Selon ce dernier, la réflexion s'est rapidement imposée quelques mois après la création d'Hexagone, car il y avait «un déséquilibre» financier auquel ont fait face les membres indépendants du conseil d'administration, une fois la transaction rendue publique. C'est au printemps 2013 que l'entrepreneur Tony Accurso avait vendu ce qui constituait le coeur de son empire car, comme dirigeant, il ne répondait pas aux exigences de la Loi sur l'intégrité en matière de contrats publics.

Sous-capitalisation

«L'exercice de trouver de l'argent a commencé en septembre 2013 parce que Hexagone souffre d'une grande sous-capitalisation. [...] Nous avons 75 fois plus de dettes à court terme que d'équité», a expliqué Mario Bertrand. La situation s'explique par le fait qu'à l'origine, les six actionnaires ont injecté ensemble seulement 1 million de dollars pour mettre la main sur la moitié de l'empire commercial de Tony Accurso, équivalant à quelque 150 millions.

Dans l'immédiat, Hexagone a obtenu que la société de capital de risque spécialisée dans la construction, Third Eye Capital, reconduise son financement pour une autre année. Mais comme l'indique M. Bertrand, cela n'est pas suffisant pour assurer la pérennité de l'entreprise. «Une recapitalisation de 30 millions est nécessaire», a-t-il indiqué.

Quant à la possibilité de vendre Hexagone, le président du conseil d'administration reconnaît que le processus est enclenché. Des firmes étrangères ont entrepris des démarches qualifiées de sérieuses, bien qu'il n'y ait pas d'offres formelles pour l'instant. «Il y a toutefois des revues diligentes qui sont en cours pour certains actifs», a confirmé M. Bertrand.

L'entreprise Draganos est sur les rangs, tout comme la française Fayolle et la canadienne Aecon. Chacune d'elles a des visées sur un ou des éléments d'Hexagone. La société française Vinci s'est pointée plus tardivement mais voudrait avaler l'ensemble du groupe, a indiqué Mario Bertrand.

Maintien des emplois

Aucune entreprise québécoise ne s'est pointée jusqu'à maintenant. Mario Bertrand n'est guère surpris. Selon lui, la situation s'explique entre autres par un ralentissement général dans l'industrie. Il ajoute que les soumissions sont souvent au prix coûtant, et le gouvernement ne paie pas rapidement ses fournisseurs.
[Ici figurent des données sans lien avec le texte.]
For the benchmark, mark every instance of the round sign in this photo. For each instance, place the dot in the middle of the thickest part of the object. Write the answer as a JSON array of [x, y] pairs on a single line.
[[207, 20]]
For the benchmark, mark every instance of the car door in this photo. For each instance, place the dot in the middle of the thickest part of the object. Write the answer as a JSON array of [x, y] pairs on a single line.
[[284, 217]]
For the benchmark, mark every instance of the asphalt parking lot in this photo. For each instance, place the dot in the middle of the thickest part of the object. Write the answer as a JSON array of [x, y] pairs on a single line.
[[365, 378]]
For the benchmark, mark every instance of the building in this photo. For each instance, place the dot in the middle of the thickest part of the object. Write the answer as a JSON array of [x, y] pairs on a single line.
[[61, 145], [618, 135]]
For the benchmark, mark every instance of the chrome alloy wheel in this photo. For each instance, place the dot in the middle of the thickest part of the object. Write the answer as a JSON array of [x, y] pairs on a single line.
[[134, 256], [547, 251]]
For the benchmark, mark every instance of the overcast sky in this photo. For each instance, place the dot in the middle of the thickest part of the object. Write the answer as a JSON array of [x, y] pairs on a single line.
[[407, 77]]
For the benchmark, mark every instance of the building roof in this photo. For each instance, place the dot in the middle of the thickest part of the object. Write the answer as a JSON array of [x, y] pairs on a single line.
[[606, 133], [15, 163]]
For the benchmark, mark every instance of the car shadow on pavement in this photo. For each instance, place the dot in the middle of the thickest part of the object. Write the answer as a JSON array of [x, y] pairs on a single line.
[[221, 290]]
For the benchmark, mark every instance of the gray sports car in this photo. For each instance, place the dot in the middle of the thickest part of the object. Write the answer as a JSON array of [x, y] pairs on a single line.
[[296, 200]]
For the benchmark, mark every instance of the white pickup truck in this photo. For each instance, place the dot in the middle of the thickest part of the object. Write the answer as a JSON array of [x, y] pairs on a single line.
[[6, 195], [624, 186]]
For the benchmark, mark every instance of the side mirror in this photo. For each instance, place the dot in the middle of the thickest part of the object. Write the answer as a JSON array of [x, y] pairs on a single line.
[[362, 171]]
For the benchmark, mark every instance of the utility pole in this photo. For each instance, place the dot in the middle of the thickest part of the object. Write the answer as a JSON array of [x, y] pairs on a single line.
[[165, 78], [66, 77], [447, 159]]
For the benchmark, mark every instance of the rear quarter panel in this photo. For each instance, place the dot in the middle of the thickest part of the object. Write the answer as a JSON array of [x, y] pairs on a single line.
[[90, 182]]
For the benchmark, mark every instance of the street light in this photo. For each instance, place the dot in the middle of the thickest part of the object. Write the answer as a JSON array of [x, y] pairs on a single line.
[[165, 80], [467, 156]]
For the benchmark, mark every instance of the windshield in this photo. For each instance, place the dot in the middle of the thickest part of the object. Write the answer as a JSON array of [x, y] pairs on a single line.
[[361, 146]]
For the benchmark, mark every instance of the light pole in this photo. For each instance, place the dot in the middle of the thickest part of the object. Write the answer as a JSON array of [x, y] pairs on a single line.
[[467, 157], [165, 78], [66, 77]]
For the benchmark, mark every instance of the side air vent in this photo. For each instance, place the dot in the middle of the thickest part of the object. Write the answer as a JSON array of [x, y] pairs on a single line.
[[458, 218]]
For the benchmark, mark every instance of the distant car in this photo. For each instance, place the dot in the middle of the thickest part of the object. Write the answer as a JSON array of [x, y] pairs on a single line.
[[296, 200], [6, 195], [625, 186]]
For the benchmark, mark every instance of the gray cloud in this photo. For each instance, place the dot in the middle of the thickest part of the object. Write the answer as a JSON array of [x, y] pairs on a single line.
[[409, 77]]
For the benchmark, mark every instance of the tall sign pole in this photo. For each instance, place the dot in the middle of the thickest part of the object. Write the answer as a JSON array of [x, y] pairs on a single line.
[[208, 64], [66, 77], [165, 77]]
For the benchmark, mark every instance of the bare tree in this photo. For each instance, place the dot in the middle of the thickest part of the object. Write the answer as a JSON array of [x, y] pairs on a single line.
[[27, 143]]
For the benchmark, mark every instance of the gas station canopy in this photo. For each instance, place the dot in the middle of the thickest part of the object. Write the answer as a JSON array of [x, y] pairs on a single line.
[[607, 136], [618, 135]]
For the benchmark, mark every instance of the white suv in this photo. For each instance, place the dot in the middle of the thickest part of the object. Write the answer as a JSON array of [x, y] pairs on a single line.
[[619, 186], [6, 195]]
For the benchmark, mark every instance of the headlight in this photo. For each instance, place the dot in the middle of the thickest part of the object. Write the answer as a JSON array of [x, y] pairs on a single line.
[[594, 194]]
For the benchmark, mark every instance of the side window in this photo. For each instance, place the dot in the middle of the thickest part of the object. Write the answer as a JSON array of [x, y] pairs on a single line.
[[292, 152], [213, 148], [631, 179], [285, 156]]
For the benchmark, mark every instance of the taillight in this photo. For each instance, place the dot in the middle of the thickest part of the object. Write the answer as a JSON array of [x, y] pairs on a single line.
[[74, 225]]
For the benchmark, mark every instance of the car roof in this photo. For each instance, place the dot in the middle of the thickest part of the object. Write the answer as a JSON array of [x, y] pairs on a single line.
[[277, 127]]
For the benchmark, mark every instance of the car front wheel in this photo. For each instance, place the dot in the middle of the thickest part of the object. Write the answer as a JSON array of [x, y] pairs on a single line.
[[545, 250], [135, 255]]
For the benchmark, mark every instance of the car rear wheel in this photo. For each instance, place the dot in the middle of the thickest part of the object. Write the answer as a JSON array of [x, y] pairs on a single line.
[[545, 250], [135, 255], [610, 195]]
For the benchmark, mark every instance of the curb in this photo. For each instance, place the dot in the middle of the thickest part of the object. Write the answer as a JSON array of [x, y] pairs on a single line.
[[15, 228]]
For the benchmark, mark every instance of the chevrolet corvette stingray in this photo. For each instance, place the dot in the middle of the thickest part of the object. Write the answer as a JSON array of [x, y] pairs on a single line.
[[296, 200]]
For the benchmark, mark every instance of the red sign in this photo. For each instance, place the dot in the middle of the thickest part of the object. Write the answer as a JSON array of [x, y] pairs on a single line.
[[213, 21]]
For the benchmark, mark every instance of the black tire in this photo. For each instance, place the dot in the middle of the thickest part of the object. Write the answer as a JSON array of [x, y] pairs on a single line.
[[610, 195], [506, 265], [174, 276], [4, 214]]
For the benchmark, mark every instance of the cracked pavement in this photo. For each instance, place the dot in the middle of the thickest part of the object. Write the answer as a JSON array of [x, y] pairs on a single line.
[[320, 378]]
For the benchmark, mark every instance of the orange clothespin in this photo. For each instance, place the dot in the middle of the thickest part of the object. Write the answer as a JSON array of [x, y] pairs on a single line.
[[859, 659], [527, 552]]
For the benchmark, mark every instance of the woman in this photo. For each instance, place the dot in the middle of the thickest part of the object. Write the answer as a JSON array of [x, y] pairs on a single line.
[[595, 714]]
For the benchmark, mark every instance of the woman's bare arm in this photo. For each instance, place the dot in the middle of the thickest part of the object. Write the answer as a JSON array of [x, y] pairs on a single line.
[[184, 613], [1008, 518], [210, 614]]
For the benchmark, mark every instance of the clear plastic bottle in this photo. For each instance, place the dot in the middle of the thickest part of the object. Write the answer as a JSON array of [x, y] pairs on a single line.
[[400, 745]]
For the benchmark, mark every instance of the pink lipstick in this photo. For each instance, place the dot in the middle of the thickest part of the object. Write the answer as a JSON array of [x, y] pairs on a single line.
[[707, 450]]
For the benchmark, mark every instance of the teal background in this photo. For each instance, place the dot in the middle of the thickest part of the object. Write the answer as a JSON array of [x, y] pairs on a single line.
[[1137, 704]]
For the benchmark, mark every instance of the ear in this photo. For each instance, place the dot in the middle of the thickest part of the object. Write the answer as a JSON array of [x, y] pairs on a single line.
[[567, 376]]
Au moment de mettre en vente certaines de ses entreprises qui allaient devenir Hexagone, Tony Accurso avait, dans un geste rarissime, pris la parole publiquement. Il avait mentionné à La Presse qu'il allait «tout faire pour que ça reste au Québec».

Ainsi, comme le révélait La Presse plus tôt cette semaine, M. Accurso a soutenu discrètement Joël Gauthier pour qu'il achète ses actions dans Hexagone. Cela s'est fait par l'entremise de l'une de ses entreprises. Une copie du chèque de 166 667 $ encaissé par M. Gauthier l'atteste.

Ce document a été transmis de façon anonyme à Hexagone, en juin dernier. Hexagone l'a remis à l'Autorité des marchés financiers (AMF). Ni les administrateurs ni les actionnaires n'étaient au courant du lien d'affaires entre MM. Gauthier et Accurso, selon ce qu'affirme Mario Bertrand. Cet élément a d'ailleurs permis à Hexagone de voir son accréditation maintenue pour continuer à brasser des affaires avec les organismes publics et le monde municipal.

Mario Bertrand a indiqué que la vente d'Hexagone ne signifierait pas pour autant le départ vers l'étranger. «C'est hors de question. Notre préoccupation, c'est le maintien des jobs ici. [...] Les employés constituent la force d'Hexagone, de même que son parc d'équipements», a-t-il précisé.

Hexagone pourrait être fixée sur son avenir à la fin de l'été.